"Nyai...apa kabarmu?"
"Ba-ik. Seperti yang kaulihat!"
"Aih Nyai. Kau masih juga galak seperti dulu. Tapi aku senang. Sebab perempuan galak biasanya hatinya rapuh. Ini fakta, Nyai. Bhuahahahaha...."
"Kau Pendekar Tua, masih juga menyebalkan!"
"Sudahlah Nyai. Bersikaplah lebih lembut terhadap tamu istimewaku ini." Maha Guru Ayah datang melerai seraya memberi tanda agar perempuan itu mengikutinya. Sontak Nyai Fatimah terdiam. Masih dengan wajah masam ia mengintil, mengikuti Maha Guru Ayah keluar menuju halaman samping padepokan.Â
Di atas sebuah bangku yang terbuat dari gelondong kayu mahoni, ketiganya duduk berjejer. Nyai Fatimah berada di tengah, diapit oleh Maha Guru Ayah dan Pendekar Tua Aneh.
"Nyai, Kanda Pendekar dari Timur sudah bicara kepadaku. Intinya, beliau minta pertolonganmu." Maha Guru Ayah melirik sekilas ke arah Nyai Fatimah yang masih rapat-rapat mengatupkan bibir.
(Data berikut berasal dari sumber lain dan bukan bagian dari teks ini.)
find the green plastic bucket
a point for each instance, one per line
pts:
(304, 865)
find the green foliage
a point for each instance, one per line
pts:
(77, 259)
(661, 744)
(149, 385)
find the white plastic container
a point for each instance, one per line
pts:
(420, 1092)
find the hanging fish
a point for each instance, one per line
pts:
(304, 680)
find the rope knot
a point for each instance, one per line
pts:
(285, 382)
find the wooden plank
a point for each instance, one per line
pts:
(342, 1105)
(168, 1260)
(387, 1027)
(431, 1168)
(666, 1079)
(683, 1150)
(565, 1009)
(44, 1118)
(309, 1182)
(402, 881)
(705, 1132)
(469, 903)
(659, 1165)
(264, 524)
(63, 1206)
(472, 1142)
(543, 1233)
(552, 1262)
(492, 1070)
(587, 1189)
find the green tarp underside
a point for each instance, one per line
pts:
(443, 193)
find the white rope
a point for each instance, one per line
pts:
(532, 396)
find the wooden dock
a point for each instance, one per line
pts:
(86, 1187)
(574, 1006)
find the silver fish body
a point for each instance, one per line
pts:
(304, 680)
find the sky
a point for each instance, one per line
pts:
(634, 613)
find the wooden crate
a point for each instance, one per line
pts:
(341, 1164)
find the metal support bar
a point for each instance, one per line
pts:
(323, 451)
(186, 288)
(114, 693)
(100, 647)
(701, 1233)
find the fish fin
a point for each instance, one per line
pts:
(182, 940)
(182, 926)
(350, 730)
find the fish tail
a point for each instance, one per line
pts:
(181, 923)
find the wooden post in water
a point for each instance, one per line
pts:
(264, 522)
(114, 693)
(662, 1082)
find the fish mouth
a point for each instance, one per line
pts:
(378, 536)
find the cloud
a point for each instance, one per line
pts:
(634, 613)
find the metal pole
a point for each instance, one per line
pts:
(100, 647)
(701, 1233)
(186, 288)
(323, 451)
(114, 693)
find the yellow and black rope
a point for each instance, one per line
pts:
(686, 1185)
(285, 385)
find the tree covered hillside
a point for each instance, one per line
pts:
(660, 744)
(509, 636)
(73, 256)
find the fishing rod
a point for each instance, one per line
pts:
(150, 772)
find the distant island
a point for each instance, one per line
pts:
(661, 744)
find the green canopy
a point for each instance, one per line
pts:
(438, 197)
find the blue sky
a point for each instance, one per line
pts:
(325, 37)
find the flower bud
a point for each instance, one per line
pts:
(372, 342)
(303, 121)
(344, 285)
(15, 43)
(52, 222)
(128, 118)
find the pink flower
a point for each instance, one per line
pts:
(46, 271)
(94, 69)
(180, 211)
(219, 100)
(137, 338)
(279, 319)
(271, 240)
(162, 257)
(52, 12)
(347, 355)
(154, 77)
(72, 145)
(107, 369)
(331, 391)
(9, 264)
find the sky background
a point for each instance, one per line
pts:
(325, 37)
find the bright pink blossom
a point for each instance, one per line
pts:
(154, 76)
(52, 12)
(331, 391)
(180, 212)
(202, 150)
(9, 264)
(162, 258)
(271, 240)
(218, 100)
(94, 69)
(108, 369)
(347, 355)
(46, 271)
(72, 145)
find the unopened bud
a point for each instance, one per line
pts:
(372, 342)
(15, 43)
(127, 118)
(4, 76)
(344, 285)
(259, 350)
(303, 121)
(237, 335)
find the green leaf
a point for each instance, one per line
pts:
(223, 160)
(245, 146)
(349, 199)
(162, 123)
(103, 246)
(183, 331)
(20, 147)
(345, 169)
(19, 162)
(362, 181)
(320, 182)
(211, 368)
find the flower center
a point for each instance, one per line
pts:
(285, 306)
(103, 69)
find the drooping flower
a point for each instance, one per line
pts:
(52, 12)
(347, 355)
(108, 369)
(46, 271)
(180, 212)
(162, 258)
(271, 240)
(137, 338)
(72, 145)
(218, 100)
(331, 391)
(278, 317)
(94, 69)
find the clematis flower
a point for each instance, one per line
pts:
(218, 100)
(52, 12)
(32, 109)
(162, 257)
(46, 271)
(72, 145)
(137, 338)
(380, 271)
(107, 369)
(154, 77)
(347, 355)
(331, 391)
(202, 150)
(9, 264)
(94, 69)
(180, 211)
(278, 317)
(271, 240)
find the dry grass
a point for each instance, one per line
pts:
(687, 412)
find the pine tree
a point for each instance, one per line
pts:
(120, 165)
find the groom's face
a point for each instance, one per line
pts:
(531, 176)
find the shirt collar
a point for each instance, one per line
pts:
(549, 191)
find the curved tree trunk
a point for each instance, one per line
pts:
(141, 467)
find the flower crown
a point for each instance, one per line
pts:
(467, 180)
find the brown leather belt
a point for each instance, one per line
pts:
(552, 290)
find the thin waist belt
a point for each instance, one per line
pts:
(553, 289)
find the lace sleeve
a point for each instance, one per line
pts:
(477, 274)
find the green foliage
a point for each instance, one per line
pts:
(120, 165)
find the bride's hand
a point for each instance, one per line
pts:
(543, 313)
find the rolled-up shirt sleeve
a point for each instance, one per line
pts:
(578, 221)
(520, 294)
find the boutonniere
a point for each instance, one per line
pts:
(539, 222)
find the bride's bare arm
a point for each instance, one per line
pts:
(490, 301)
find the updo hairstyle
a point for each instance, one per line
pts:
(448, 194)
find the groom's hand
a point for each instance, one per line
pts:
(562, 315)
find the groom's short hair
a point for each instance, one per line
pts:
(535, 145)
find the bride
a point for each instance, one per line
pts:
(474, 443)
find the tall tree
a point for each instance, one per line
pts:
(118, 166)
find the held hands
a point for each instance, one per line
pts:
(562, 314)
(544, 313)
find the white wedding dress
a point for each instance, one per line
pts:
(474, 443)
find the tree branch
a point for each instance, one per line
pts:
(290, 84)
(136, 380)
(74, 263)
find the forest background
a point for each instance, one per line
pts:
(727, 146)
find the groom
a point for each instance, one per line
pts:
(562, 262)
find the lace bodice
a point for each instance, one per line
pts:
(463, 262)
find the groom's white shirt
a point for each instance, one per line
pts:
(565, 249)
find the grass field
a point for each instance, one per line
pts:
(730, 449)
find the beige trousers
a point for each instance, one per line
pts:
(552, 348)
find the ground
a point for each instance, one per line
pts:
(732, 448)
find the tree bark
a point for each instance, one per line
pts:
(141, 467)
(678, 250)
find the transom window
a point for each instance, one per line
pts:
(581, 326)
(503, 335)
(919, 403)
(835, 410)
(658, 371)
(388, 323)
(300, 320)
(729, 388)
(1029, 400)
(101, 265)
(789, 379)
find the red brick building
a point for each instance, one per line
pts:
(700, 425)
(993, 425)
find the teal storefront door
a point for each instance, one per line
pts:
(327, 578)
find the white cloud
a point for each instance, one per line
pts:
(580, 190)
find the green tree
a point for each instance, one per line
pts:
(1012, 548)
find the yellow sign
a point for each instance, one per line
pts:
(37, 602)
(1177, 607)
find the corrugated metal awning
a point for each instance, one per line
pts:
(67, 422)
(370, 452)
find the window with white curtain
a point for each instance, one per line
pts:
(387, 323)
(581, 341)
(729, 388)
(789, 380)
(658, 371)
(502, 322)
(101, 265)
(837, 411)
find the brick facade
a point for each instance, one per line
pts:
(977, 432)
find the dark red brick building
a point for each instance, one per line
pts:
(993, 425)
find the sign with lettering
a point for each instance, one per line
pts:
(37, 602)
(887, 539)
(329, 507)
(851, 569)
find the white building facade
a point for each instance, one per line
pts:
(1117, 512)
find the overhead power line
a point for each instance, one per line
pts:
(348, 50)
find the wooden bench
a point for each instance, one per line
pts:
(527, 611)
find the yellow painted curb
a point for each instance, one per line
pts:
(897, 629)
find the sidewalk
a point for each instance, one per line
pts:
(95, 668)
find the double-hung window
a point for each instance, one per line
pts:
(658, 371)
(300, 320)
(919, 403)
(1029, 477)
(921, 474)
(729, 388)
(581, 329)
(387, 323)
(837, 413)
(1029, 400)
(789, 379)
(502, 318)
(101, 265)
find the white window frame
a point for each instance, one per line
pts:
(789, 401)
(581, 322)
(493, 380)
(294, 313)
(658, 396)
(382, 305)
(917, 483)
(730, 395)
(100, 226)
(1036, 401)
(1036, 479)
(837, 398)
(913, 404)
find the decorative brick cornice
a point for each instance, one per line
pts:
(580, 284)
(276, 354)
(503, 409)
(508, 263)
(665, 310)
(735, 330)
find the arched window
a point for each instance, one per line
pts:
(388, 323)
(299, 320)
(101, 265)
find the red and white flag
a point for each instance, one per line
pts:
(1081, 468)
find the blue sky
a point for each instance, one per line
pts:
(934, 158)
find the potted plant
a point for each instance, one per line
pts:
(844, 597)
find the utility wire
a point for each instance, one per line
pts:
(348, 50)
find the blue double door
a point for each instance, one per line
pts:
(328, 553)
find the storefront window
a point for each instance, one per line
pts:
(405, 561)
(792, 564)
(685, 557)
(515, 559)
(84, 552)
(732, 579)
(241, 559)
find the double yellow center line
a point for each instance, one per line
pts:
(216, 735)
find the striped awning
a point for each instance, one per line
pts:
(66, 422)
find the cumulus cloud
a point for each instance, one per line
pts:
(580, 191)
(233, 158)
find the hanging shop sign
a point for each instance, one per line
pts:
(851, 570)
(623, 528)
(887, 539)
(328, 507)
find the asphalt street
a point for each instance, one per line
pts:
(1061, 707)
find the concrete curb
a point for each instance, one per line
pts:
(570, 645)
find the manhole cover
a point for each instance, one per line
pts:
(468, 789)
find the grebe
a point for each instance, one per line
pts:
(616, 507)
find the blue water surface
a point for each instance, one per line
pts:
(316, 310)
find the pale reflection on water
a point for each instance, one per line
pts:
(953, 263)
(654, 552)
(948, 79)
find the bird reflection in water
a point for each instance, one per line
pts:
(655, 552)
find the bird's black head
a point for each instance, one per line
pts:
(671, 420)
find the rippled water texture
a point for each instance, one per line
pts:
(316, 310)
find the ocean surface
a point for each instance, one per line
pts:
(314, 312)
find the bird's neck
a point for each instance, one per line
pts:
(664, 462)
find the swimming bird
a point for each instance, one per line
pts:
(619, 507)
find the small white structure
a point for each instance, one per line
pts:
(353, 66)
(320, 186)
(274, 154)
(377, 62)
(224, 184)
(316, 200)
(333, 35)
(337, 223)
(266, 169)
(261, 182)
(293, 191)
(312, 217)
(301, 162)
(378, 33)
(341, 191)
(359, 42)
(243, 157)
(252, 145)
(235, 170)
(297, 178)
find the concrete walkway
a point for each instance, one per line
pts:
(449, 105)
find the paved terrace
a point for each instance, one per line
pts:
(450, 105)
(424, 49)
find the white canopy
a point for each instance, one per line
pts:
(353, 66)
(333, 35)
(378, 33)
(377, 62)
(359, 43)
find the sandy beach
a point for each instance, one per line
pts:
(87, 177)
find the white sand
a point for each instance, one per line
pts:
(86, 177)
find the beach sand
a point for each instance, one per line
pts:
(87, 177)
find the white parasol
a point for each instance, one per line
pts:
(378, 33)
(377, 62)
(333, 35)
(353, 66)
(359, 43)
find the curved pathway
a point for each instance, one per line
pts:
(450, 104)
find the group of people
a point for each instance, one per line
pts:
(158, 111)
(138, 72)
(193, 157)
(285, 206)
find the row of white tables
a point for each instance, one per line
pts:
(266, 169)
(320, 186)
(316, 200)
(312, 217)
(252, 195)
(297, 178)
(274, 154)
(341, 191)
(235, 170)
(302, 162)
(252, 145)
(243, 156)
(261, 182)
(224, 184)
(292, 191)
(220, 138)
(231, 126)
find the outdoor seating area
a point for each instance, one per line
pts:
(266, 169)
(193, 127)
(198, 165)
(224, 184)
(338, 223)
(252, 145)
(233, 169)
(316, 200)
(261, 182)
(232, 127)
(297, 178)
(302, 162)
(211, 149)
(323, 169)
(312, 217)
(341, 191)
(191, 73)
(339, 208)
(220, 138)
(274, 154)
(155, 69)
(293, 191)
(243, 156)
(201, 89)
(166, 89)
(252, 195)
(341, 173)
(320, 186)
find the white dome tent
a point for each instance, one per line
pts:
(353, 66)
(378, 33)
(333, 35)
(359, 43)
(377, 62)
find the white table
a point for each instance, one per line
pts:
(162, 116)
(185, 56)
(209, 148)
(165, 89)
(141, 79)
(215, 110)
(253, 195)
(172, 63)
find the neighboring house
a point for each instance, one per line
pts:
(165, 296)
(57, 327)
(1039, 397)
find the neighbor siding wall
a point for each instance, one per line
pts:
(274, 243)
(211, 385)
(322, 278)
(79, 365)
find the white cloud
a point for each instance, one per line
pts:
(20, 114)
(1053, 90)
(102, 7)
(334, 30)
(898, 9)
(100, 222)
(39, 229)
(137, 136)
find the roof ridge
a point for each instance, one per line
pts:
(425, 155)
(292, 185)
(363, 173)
"Biar aku yang bilang sendiri, Dinda Guru. Begini Nyai, adikku Artati sedang terluka parah. Meski sudah ada pendekar muda yang berusaha membantu mengobati, luka itu tak kunjung sembuh." Pendekar Tua Aneh menggeser posisi duduknya agar bisa lebih dekat dengan Nyai Fatimah.
"Setiap luka akan sembuh dengan sendirinya seiring berjalannya waktu!" Sergah Nyai Fatimah sengit. "Lagi pula, pertolongan apa yang bisa kuberikan? Aku bukan tabib!"
"Nyai, dengar dulu. Jangan menyela penuturan Kanda Pendekar dari Timur. Biarkan beliau..." Maha Guru Ayah tidak meneruskan kalimatnya. Nyalinya mungsret manakala melihat mata Nyai Fatimah menyala tajam tertuju ke arahnya. Terutama ketika Nyai Fatimah sigap berdiri dengan posisi tegak.
"Baiklah. Kita tidak perlu melanjutkan pembicaraan tidak berguna ini. Dengar Felix. Aku sudah paham apa maksud dan tujuanmu datang ke padepokan ini. Bukankah kau ingin aku segera pergi agar adikmu Artati itu bisa kembali belajar di sini? Dan kau Firdaus, jangan coba mengingat-ingat aku lagi. Semuanya sudah selesai! Hiaaaaaaatttttt....!!!"